ScalarFunction trait introduction

All scalar functions implement Function trait, and we register them into a global static FunctionFactory, the factory is just an index map and the key is the name of the scalar function.

tip
Function name in Databend is case-insensitive.

pub trait Function: fmt::Display + Sync + Send + DynClone {
/// Returns the name of the function, should be unique.
fn name(&self) -> &str;

// Returns the number of arguments the function accepts.
fn num_arguments(&self) -> usize {
0
}

/// (1, 2) means we only accept [1, 2] arguments
/// None means it's not variadic function
fn variadic_arguments(&self) -> Option<(usize, usize)> {
None
}

/// Calculate the monotonicity from arguments' monotonicity information.
/// The input should be argument's monotonicity. For binary function it should be an
/// array of left expression's monotonicity and right expression's monotonicity.
/// For unary function, the input should be an array of the only argument's monotonicity.
/// The returned monotonicity should have 'left' and 'right' fields None -- the boundary
/// calculation relies on the function.eval method.
fn get_monotonicity(&self, _args: &[Monotonicity]) -> Result<Monotonicity> {
Ok(Monotonicity::default())
}

/// The method returns the return_type of this function.
fn return_type(&self, args: &[DataTypeAndNullable]) -> Result<DataTypeAndNullable>;

/// Evaluate the function, e.g. run/execute the function.
fn eval(&self, _columns: &DataColumnsWithField, _input_rows: usize) -> Result<DataColumn>;

/// Whether the function passes through null input.
/// Return true is the function just return null with any given null input.
/// Return false if the function may return non-null with null input.
///
/// For example, arithmetic plus('+') will output null for any null input, like '12 + null = null'.
/// It has no idea of how to handle null, but just pass through.
///
/// While ISNULL function treats null input as a valid one. For example ISNULL(NULL, 'test') will return 'test'.
fn passthrough_null(&self) -> bool {
true
}
}

Understand the functions

  • The function name indicates the name of this function, such as log, sign. Sometimes we should store the name inside the function, because different names may share the same function, such as pow and power, we can take power as the alias(synonyms) function of pow.
  • The function num_arguments indicates how many arguments can this function accept.
  • Some functions may accept variadic arguments, that's the variadic_arguments function works. For example, round function accepts one or two functions, its range is [1,2], we use closed interval here.
  • The function get_monotonicity indicates the monotonicity of this function, it can be used to optimize the execution.
  • The function return_type indicates the return type of this function, we can also validate the args in this function.
  • The function nullable indicates whether this function can return a column with a nullable field. The default behavior is checking if any nullable input column exists, return true if it does exist, otherwise false.
  • eval is the main function to execute the ScalarFunction, columns is the input columns, input_rows is the number of input rows, we will explain how to write eval function false.
  • passthrough_null indicates whether the function return null if one of the input is null. For most function it should be true (which is the default behavior). But some exceptions do exist, like ISNULL, CONCAT_WS etc.

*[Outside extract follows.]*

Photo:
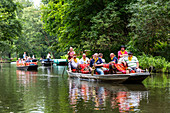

Knowledge before writing the eval function

Logical datatypes and physical datatypes.

Logical datatypes are the datatypes that we use in Databend, and physical datatypes are the datatypes that we use in the execution/compute engine. Such as Date32, it's a logical data type, but its physical is Int32, so its column is represented by DFInt32Array.

We can get logical datatype by data_type function of DataField , and the physical datatype by data_type function in DataColumn. DataColumnsWithField has data_type function which returns the logical datatype.

Arrow's memory layout

Databend's memory layout is based on the Arrow system, you can find Arrow's memory layout [here] (https://arrow.apache.org/docs/format/Columnar.html#format-columnar).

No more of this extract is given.